On the subject of the flexibility offered by the fund, Hosking says: “There is some flexibility with the broad range of asset allocation and access to managers not normally available to investors with the minimum £10,000 required.”
Mullin points out that the flexiblity will depend on the investors need for investment returns.
Holdaway is less enthusiastic: “Not very flexible in terms of buying, selling or switching. No income available, and the minimum investment is £10,000.”
Considering Collins Stewart's reputation, Mullin says: “Not very well known to me, but their reputation will only be viewed by any client on the basis of the product being offered, not in the name.”
Holdaway says that he had not heard of them before, and hence cannot comment.
Hosking says: “Stronger reputation as an institutional operator than a private client management service.”
Moving on to the past performance record of Collins Stewart, Holdaway says: “All their funds are only just over a year old, so it is difficult to comment. Certainly, compared to the benchmarks over one year, the performance looks impressive on most funds.”
Hosking also feels that it is difficult to comment as the funds have not been running for long enough. Mullin says that he has never used the company previously.
Looking at which products will provide the main competition, Hosking mentions Orbis and Wimbledon Fund. Holdaway lists Henderson and Global Asset Management.
Mullin says: “As this type of investment is still in its infancy compared to the overall market, the area which the majority of investors have initially looked at is the with-profits or managed bond.”
The panel has a difference of opinion on the subject of whether the charges are fair and reasonable. Hosking says: “It appears expensive, but there is an opportunity to take reduced commission and offer better terms.”
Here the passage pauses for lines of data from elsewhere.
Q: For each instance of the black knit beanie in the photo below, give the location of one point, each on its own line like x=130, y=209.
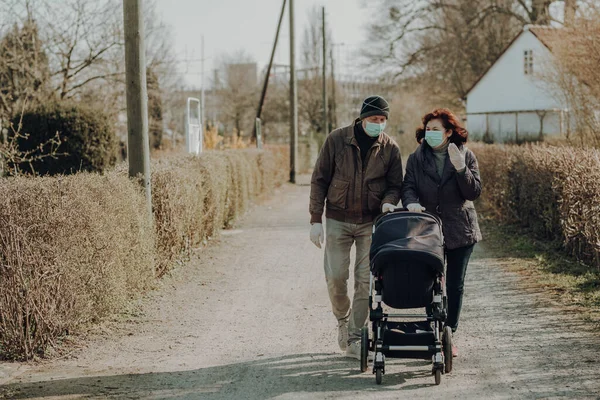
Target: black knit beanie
x=374, y=105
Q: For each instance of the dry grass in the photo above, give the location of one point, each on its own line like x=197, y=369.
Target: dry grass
x=76, y=249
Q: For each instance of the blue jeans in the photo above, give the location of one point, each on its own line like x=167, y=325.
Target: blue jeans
x=456, y=269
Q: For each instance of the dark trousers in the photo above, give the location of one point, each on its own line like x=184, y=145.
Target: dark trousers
x=456, y=269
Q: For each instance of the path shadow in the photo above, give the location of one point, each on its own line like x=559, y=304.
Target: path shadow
x=268, y=378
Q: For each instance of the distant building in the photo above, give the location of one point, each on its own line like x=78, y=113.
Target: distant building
x=510, y=102
x=246, y=72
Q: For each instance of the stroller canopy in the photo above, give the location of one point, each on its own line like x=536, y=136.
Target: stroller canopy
x=407, y=237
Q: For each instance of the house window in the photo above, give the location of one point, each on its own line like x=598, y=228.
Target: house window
x=528, y=62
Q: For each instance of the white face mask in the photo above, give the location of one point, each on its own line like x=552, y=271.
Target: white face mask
x=434, y=138
x=374, y=130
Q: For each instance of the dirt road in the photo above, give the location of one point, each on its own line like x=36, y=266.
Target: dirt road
x=250, y=319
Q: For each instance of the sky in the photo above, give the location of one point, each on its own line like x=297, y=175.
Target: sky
x=229, y=26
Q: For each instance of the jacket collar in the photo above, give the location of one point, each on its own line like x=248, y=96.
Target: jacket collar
x=425, y=155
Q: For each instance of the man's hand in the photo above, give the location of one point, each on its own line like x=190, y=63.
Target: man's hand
x=457, y=158
x=387, y=207
x=316, y=234
x=415, y=207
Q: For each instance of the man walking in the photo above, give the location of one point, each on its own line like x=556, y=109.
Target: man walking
x=357, y=176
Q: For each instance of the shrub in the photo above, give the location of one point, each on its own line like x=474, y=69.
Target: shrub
x=555, y=191
x=87, y=138
x=194, y=197
x=75, y=249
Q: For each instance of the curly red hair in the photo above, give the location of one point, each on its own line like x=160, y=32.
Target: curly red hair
x=449, y=121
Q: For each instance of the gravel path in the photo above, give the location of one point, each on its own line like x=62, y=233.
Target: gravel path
x=250, y=319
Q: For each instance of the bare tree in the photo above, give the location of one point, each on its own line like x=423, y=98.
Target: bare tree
x=238, y=95
x=449, y=43
x=573, y=74
x=310, y=94
x=24, y=70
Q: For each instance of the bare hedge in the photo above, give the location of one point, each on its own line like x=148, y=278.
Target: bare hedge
x=75, y=249
x=555, y=191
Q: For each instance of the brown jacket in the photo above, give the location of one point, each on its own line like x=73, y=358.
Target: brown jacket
x=451, y=196
x=353, y=194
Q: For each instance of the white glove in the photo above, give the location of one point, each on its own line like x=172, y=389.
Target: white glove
x=415, y=207
x=316, y=234
x=456, y=157
x=387, y=207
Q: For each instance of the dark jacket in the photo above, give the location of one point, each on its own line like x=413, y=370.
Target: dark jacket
x=451, y=196
x=354, y=194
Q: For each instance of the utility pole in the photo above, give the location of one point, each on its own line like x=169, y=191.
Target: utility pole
x=333, y=90
x=203, y=114
x=138, y=150
x=325, y=125
x=266, y=82
x=293, y=100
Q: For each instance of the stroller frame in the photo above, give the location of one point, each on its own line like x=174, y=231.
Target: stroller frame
x=439, y=350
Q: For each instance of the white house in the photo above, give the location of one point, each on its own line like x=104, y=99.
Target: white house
x=510, y=101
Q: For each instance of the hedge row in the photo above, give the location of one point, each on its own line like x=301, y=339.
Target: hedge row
x=555, y=191
x=77, y=248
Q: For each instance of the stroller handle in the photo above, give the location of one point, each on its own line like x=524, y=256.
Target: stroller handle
x=405, y=210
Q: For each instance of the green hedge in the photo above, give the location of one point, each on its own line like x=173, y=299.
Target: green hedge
x=88, y=141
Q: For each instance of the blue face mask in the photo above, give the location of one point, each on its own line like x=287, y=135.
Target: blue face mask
x=374, y=130
x=434, y=138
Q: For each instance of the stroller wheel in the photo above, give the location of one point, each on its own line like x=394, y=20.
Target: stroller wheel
x=364, y=348
x=447, y=345
x=378, y=376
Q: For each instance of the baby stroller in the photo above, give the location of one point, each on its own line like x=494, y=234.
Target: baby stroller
x=407, y=271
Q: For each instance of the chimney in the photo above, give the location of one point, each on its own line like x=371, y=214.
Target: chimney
x=570, y=10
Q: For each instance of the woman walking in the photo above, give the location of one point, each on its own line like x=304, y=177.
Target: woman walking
x=442, y=177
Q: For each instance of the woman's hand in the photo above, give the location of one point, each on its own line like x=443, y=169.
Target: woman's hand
x=457, y=158
x=415, y=207
x=387, y=207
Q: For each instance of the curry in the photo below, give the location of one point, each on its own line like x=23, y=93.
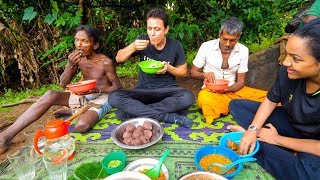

Mullin says: “Annual management charge of 1.5 per cent represents a fair charge based on the actual fund management proposed. The initial charge of up to 5 per cent needs to be made clear on how the amount will be calculated, as it is a combination of the equity and bond fund, but in general what you would find acceptable.”
Holdaway says: “Yes, for the amount of research required. Compared to other non-hedge products they are high, especially performance fee of 10 per cent.”
When asked whether the commission is fair and reasonable, Mullin simply says yes. Holdaway says: “Yes, although it is not clear whether it can be sacrificed to reduce the initial charge. I would rather have a lower initial and 0.5 per cent fund based immediately.” Hosking says the commission is generous.
Opinions vary on the subject of the product literature. Holdaway says: “Not sales orientated at all – very factual. Did not give much information to clients, prospectus very dull.”
Mullin feels that the literature is well presented and illustrates the fund's objectives.
Hosking says: “Basic and with a bit too much writing on each page, it gives the feeling of being cramped, and could be more spread out to make it more appealing.”
Summing up, Hosking says: “A simple strategy for growth, but inevitably a complicated product likely to appeal only to clients with serious investment funds.”
Holdaway says: “This is not what could be called a mainstream product.”